Dortmund (BF) – Gegen 10:00 Uhr wurde am Samstagmorgen im Tower des Dortmunder Flughafens der sogenannte Crash-Melder ausgelöst und war damit der Startschuss für die per Gesetz vorgeschriebene Vollübung am Dortmunder Flughafen.

Nachdem ein zweimotoriges Flugzeug aufgrund eines schadhaften Höhenruders direkt nach dem Start an Höhe verlor, ging es mit einer harten Landung im Bereich des alten Terminals zu Boden. Die beiden an Bord befindlichen Personen waren verletzt, ein Triebwerk hatte Feuer gefangen.

Während die Flughafenfeuerwehr mit den Flugfeldlöschfahrzeugen das Feuer umgehend unter Kontrolle brachte, wurden die beiden Verletzten aus der Maschine gerettet und an den Rettungsdienst übergeben. Im Inneren des Flugzeuges fanden Einsatzkräfte eine weiße pulverige Substanz, die sie nicht zuordnen konnten. Die Einsatzleitung entschied daher, die Spezialisten der Dortmunder Feuerwehr zur Bekämpfung von ABC-Gefahren (atomare-, biologische- und chemische Gefahren) anzufordern. Gemeinsam mit der ATF (Analytische Task-Force) wurden Proben genommen und die Stoffe analysiert. Sämtliche, mit den Stoffen in Kontakt gekommene Personen mussten sich einer Dekontamination (Reinigung) unterziehen, die mit den Mitteln der eigens für solche Zwecke ausgerüsteten Löschzüge der Freiwilligen Feuerwehr durchgeführt wurde.

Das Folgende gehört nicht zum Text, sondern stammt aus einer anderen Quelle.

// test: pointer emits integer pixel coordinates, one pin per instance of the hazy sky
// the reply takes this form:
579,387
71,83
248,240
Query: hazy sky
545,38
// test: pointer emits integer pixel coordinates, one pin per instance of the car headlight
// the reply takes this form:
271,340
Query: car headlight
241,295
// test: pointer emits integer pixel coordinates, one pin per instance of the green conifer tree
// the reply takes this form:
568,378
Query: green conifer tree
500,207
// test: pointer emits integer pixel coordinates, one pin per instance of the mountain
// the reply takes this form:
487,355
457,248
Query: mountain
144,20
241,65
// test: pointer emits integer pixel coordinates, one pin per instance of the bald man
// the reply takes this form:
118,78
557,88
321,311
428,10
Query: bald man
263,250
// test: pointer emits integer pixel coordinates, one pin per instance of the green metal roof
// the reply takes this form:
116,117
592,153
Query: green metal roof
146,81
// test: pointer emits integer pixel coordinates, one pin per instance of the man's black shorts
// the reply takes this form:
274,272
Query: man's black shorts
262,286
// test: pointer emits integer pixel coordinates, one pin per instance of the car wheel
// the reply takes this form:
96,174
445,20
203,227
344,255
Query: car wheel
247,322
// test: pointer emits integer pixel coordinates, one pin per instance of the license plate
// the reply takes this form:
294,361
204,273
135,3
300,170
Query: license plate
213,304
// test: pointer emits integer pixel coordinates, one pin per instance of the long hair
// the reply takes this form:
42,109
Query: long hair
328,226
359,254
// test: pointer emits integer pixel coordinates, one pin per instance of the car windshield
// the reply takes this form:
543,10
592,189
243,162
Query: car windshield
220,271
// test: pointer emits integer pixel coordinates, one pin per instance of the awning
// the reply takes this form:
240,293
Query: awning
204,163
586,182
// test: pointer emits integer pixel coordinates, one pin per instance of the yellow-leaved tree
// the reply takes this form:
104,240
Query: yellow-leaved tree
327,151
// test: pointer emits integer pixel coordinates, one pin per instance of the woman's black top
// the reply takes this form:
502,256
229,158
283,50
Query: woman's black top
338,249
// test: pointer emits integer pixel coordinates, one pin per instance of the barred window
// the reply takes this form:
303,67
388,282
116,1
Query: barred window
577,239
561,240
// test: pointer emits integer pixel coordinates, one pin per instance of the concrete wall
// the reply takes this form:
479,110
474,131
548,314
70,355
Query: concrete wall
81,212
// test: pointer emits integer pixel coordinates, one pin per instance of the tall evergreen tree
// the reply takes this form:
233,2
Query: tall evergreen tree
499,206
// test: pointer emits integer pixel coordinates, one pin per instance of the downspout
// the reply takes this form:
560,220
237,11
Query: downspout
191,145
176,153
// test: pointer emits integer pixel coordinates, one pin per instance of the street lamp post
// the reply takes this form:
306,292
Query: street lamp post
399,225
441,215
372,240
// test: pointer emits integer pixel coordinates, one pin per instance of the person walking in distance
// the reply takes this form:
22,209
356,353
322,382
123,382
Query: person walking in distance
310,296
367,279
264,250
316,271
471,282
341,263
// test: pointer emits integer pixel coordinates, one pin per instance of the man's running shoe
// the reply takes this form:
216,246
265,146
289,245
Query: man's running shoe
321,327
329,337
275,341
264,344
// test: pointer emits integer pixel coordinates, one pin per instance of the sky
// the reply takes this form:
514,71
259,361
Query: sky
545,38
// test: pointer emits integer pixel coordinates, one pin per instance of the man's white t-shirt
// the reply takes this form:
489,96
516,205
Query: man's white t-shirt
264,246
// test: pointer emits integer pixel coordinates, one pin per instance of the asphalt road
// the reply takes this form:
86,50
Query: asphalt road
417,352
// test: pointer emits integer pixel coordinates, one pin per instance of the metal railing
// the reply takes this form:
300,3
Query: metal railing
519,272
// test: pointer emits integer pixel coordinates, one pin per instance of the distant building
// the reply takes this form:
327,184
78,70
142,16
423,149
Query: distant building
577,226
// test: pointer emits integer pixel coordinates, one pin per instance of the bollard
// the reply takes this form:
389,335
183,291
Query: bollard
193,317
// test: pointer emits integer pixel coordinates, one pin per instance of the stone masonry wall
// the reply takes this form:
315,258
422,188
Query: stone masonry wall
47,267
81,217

Rüdiger Schulz, Einsatzleiter am heutigen Übungstag, zeigte sich zum Abschluss der Übung sehr zufrieden. „Dieses Übungsszenario hat allen Beteiligten eine Menge abgefordert. Insbesondere die Tatsache, dass wir es hier mit einer unbekannten Substanz, deren Gefährlichkeit nicht abzuschätzen war, zu tun hatten, verlangte eine Menge Disziplin und viel Kommunikations- und Organisationsgeschick. Das hat nach jetziger Einschätzung prima funktioniert.“

Auch das IFR (Institut für Feuerwehr- und Rettungstechnologie) nutzte diese Übung, um im Rahmen des EU-Forschungsprojektes PRONTO Erkenntnisse unter realistischen Bedingungen sammeln zu können.

In den nächsten Wochen werden die einzelnen Übungsdetails nachbearbeitet. Eventuelle Optimierungsmöglichkeiten sollen dann in einer gemeinsamen Runde noch einmal besprochen werden und in die Konzepte einfließen.

One Response to “Vollübung am Dortmunder Flughafen”

  1. Ann-Kathrin on Februar 26th, 2012 11:21

    Au man! Für sowas haben die Geld.